One question I hear from people that see a photorealism painting is “what is the point….why not just blow up a photo” and I think to myself….If I could just explain my process they would clearly understand the difference. In this explanation I can only speak for myself and my painting process as I’m sure every artist approaches his or her painting differently.
My wife Karen and I have fun setting up the still life compositions and lighting them as dramatically as possible. We usually take 50 to 100 photos moving things around, adjusting, readjusting, tinkering with the lighting, it seems like in every case one particular photo stands out from all the rest and says “hey! it’s me…paint me!”
Using that photo to make my initial drawing, the painting process begins. At this point I look back at some of the other photos and use parts and pieces from them in areas where the lighting might enhance a particular object.
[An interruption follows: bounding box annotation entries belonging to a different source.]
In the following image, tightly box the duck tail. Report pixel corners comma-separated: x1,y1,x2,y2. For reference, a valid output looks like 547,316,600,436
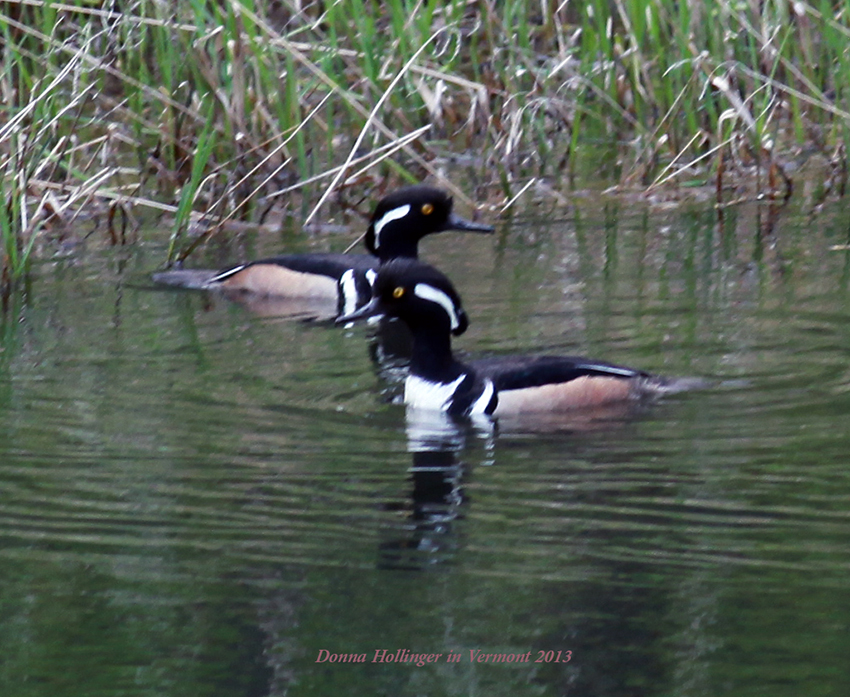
152,269,218,290
637,375,711,398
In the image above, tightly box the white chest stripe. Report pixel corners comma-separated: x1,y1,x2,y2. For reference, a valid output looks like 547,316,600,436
469,380,496,414
339,269,357,315
413,283,460,329
207,264,247,284
404,373,466,411
375,204,410,249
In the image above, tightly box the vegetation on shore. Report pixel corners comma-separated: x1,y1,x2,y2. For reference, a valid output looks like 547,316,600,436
0,0,850,290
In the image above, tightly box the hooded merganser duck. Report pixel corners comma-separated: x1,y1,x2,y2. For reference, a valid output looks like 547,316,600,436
153,185,493,312
337,259,692,417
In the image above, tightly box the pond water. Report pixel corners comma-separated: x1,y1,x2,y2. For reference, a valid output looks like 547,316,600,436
0,197,850,697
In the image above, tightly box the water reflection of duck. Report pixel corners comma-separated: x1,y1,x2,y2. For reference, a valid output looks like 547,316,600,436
153,185,493,316
337,259,698,417
379,409,492,570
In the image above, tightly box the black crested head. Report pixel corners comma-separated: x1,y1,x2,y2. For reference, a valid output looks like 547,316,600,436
364,259,469,336
366,185,493,261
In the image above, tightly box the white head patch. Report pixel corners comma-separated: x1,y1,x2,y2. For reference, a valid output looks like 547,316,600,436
375,203,410,249
413,283,460,329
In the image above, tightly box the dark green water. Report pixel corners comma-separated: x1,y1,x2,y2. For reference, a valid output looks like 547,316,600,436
0,198,850,697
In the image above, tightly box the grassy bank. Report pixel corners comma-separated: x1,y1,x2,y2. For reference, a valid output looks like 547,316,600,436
0,0,850,287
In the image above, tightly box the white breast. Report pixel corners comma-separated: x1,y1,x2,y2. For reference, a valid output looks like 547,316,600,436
404,373,466,411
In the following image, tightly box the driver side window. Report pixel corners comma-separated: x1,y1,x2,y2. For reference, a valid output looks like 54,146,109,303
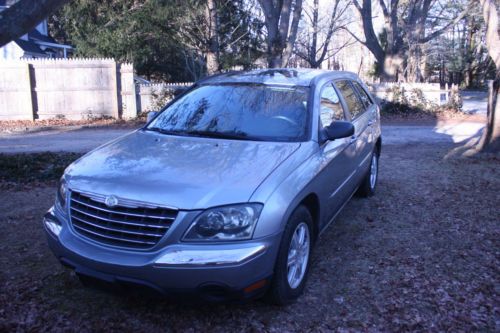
320,84,345,127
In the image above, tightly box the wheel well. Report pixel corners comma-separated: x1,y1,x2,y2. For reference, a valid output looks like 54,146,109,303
375,137,382,156
300,193,320,239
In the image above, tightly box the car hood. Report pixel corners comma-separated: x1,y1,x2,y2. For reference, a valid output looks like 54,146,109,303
65,130,300,209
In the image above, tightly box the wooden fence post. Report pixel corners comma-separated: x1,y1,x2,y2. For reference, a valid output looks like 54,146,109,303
24,62,37,121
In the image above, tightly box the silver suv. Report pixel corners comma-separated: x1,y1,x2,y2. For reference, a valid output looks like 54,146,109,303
43,69,381,304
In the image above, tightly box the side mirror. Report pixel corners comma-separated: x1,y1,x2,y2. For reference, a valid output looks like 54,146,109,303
147,111,158,123
324,121,354,140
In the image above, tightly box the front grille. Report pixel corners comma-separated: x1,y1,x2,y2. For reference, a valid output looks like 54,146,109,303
70,192,177,249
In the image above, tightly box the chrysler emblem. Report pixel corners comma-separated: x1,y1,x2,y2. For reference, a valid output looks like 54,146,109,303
104,195,118,208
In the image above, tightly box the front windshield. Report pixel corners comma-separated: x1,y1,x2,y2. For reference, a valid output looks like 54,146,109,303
147,85,309,141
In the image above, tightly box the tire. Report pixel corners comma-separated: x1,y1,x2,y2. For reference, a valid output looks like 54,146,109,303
266,206,314,305
358,148,380,198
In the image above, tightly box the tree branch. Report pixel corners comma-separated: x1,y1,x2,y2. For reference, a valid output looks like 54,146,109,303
0,0,69,47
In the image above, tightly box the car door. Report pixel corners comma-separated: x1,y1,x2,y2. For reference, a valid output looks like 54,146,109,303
352,81,377,162
318,82,356,223
335,79,373,186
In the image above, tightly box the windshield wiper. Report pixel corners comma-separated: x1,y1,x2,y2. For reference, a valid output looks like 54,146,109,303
186,131,260,141
146,127,262,141
146,127,187,136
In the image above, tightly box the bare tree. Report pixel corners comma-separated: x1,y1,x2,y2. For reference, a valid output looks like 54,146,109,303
352,0,469,81
0,0,69,47
294,0,352,68
480,0,500,152
205,0,220,75
258,0,302,68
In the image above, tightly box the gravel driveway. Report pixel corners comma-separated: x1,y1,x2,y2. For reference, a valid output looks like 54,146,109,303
0,122,484,153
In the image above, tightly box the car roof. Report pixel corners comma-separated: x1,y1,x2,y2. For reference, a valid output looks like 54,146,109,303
197,68,358,86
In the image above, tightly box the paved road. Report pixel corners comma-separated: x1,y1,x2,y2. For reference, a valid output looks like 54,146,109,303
0,122,484,153
460,91,488,114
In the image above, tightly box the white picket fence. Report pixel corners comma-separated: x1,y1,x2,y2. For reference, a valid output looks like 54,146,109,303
369,82,456,105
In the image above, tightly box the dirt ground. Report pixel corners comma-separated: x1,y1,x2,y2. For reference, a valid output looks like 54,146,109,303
0,144,500,332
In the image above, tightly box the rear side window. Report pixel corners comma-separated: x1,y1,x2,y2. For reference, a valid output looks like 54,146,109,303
335,80,365,119
320,84,344,127
352,81,373,108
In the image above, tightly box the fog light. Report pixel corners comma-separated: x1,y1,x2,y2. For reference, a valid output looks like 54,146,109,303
43,213,62,236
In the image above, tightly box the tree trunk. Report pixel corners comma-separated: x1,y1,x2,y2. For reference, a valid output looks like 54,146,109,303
480,0,500,152
205,0,220,75
480,75,500,152
259,0,302,68
0,0,69,47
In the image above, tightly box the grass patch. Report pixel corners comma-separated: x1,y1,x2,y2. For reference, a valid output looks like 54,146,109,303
0,152,81,184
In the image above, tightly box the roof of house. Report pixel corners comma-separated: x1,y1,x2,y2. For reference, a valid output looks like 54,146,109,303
14,39,45,54
28,29,59,44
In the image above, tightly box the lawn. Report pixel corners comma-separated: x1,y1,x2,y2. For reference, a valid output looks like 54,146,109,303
0,145,500,332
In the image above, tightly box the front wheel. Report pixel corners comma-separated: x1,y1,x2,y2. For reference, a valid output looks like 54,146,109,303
267,206,313,305
358,148,379,197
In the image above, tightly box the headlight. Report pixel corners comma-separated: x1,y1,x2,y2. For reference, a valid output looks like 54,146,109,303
57,178,68,208
184,204,262,241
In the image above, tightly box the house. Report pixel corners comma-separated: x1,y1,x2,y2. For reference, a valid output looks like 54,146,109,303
0,0,72,60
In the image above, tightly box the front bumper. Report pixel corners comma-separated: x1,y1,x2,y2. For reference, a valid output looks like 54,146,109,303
43,210,280,299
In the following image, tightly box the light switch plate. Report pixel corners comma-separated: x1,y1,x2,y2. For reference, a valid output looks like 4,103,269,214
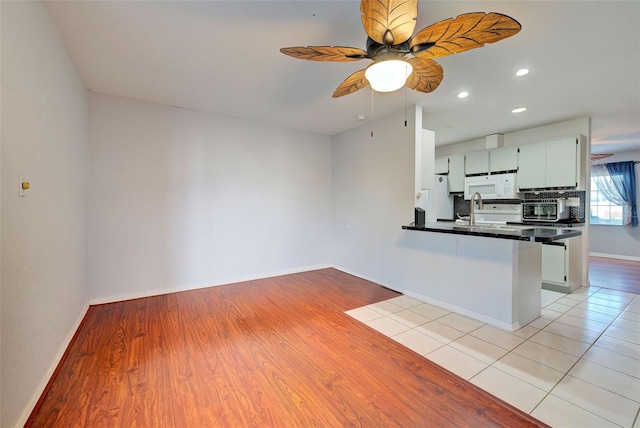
18,174,25,198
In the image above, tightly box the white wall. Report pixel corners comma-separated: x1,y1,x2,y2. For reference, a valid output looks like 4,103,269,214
333,107,416,290
88,94,332,302
0,2,88,427
589,150,640,261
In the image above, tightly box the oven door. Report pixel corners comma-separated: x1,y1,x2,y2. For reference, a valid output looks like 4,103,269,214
522,202,558,222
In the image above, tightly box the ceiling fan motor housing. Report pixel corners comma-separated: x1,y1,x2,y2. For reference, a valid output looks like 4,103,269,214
367,37,410,61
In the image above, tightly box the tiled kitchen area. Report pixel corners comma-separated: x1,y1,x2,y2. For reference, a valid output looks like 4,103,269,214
346,286,640,428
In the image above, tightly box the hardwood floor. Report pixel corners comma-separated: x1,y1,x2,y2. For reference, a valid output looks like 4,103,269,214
27,269,545,427
589,257,640,294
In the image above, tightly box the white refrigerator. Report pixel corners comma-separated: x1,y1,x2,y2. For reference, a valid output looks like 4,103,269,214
422,175,454,223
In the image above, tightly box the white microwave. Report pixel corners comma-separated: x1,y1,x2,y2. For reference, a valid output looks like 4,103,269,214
464,173,518,200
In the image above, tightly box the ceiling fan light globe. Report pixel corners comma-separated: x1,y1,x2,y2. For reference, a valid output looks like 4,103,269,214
364,59,413,92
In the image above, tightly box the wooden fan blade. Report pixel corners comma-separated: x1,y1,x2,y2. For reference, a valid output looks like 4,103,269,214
405,58,444,93
410,12,522,58
280,46,367,62
333,68,369,98
360,0,418,46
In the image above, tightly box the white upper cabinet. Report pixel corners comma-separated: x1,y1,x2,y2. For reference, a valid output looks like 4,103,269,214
518,143,547,189
546,138,578,187
464,150,489,175
433,156,449,174
489,146,518,174
518,138,584,189
449,155,465,192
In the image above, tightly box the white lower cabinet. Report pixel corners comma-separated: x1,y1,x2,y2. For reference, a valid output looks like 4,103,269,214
542,236,582,293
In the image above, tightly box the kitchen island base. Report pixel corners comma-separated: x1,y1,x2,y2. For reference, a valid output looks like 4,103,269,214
403,232,542,331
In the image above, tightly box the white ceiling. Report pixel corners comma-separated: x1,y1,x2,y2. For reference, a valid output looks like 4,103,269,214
45,0,640,153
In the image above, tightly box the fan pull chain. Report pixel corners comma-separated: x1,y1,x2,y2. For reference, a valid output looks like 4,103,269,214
371,88,374,138
404,86,409,128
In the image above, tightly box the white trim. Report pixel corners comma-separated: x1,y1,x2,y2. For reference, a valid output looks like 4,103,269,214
589,252,640,262
331,266,402,293
89,264,332,305
15,302,89,428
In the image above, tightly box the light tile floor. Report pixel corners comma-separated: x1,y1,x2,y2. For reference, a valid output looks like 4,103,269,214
346,287,640,428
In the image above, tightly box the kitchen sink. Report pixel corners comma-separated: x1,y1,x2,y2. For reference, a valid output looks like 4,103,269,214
453,223,533,232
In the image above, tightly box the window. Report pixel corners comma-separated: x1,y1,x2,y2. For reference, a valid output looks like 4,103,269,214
590,177,623,226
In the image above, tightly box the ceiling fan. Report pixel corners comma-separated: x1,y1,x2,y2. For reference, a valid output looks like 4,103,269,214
280,0,521,98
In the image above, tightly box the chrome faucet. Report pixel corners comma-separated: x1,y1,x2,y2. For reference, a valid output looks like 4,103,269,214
469,192,484,226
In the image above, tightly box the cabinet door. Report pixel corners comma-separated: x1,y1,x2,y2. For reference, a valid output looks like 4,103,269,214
518,143,547,189
433,156,449,174
489,147,518,174
449,155,464,192
464,150,489,175
546,138,578,187
542,244,566,284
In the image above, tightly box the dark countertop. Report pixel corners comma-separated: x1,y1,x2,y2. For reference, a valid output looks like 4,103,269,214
402,222,582,243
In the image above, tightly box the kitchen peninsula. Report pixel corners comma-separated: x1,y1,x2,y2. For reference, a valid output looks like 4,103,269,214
402,222,582,331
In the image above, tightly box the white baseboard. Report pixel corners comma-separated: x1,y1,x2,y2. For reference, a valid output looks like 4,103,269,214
15,302,89,428
89,264,332,305
330,266,402,293
589,252,640,262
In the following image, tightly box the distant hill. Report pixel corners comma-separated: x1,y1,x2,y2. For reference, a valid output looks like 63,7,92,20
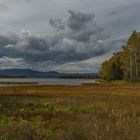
0,69,98,78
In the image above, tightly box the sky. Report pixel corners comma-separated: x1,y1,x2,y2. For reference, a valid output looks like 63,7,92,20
0,0,140,72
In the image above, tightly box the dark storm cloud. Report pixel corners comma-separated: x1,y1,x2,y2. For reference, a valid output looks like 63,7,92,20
0,11,124,68
0,3,9,12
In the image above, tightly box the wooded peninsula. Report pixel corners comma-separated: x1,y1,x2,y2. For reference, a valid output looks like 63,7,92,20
100,31,140,81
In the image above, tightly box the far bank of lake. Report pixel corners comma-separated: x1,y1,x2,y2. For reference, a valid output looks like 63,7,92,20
0,78,96,86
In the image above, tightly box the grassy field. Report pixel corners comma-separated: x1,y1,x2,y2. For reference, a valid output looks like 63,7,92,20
0,82,140,140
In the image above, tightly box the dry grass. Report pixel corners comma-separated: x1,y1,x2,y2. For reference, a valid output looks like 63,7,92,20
0,82,140,140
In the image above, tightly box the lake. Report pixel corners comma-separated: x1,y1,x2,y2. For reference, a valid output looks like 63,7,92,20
0,78,95,86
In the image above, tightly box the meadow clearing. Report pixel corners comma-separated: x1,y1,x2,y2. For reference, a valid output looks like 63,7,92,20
0,82,140,140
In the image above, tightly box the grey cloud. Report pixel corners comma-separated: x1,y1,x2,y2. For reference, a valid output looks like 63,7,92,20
0,11,124,70
49,19,65,30
0,3,9,12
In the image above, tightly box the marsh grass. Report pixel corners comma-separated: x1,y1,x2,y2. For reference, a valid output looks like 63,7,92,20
0,82,140,140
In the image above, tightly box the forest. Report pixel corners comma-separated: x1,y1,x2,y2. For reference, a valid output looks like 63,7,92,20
100,31,140,81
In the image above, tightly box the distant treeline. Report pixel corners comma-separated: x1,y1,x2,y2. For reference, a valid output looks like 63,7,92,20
100,31,140,81
59,74,100,79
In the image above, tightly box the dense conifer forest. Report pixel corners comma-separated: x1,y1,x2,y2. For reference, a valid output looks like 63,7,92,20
100,31,140,81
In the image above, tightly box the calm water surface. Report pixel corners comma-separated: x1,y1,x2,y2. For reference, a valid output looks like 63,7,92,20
0,78,95,86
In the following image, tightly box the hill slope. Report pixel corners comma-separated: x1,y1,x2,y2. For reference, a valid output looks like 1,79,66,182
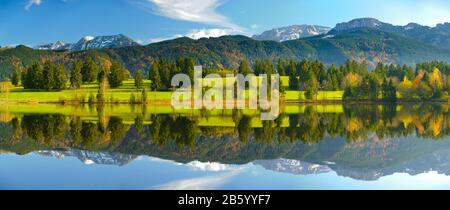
0,28,450,79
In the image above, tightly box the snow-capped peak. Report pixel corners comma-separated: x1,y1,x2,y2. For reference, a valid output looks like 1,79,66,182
35,34,139,51
253,25,331,42
83,36,95,42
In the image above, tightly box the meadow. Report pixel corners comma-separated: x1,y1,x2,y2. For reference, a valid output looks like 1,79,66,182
0,77,343,103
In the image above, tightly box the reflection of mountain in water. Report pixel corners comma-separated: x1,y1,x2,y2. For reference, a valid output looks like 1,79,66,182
36,149,137,166
253,159,331,175
4,105,450,180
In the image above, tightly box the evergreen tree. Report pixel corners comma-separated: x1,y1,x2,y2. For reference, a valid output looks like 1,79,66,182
108,62,126,88
81,57,98,82
238,60,252,76
381,79,397,102
11,65,20,86
134,70,144,89
40,61,55,91
288,61,300,90
149,61,162,90
53,64,67,90
70,60,83,89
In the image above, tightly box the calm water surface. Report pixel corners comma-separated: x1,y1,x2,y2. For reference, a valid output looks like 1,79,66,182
0,105,450,189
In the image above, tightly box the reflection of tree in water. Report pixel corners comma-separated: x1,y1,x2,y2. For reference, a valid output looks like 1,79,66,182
149,115,198,146
4,104,450,150
21,115,67,144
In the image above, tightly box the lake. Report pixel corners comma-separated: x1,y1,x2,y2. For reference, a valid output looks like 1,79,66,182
0,104,450,190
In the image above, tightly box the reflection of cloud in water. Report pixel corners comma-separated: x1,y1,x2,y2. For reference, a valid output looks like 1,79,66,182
153,168,242,190
186,161,230,171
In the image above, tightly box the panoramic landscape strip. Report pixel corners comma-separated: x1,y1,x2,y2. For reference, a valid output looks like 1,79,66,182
0,57,450,104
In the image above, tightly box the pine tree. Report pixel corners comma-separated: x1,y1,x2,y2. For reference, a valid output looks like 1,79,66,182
81,57,98,82
53,64,67,90
149,61,161,90
39,61,55,91
108,62,126,88
134,70,144,89
70,60,83,89
238,60,252,76
11,65,20,86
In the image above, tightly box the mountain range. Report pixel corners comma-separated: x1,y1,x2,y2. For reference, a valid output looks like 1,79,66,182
0,18,450,79
252,25,331,42
35,34,139,51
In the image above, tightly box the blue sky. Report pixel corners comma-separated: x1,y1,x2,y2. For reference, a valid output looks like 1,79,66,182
0,0,450,46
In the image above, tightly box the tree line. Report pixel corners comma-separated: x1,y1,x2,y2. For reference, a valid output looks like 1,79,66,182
11,57,450,102
11,58,130,91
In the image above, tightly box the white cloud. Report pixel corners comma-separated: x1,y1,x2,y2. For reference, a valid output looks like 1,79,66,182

The main point that I would try to make without rambling too much would be this: I take all the information that I get from the photograph and process it through my brain and I enhance things that I believe improve or completely leave out things that I believe take away from the final painting in hopes that my painting will be a representation of and not an exact duplicate of the photo even though I realize that the final painting looks to be to most viewers; a photo, and I am fine with that. I really LOVE this process from beginning to end. - DB
These are not photos. They are limited edition reproductions on canvas of original oil paintings by Doug Bloodworth.